I hate that, no, hate may be a too light word to use to how I feel about this.

He traces the markings of my arm with the tip of his finger, making me have the urge to shiver from head to toe from such awkward light touch, but I somehow manage to suppress it as he stares those down.

He opens his mouth again, close up to my face, and says: "Seiji, 'behave'." With that the markings shine up once, changing form to some strange scribbles, and disappear just like that, as if they were never there, no pain… for now.

Because I had tasted what that is capable of first hand not long ago, and even though I did not understand the nature of this… thing we have going on nor what he asks of me with his human language, part of me understood quickly why my instincts were screaming for me to get away from him, from the danger he had always represented, when my logical part knew I could not risk leaving him alone for that would endanger my life as well.

There is no fairness in it, if I stay I became like this, if I'm gone and he meets danger… well, let just say that being in endanger is a must for a military guy like himself.

Observing me along the way he takes the chains off, my arms falling down like heavy bricks, and as my boiling anger wants me to slash out and pounce at him, be damned the consequences, the back of my mind still remembers the pain of yesterday and tries to reason with me.

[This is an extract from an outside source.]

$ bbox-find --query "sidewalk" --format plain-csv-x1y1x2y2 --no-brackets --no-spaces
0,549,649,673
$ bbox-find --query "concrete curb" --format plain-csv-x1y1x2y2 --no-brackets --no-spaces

But I guess that part needed a reminder, for I try to grab him and pin him against the wall, even if that meant hurting me along the way I believe to have a better resistance to pain than him, so I could at least have him passing out before myself.

Only that things do not work that way, and the fucker does not even react when he hits the wall, because the next moment my anger, my uneasiness, all are silenced down by the brute force of the markings, who shine once more, illuminating the ceiling with a reddish light.

But this time none of that warmth can be felt, only an excruciating pain of having every fiber of my being set ablaze.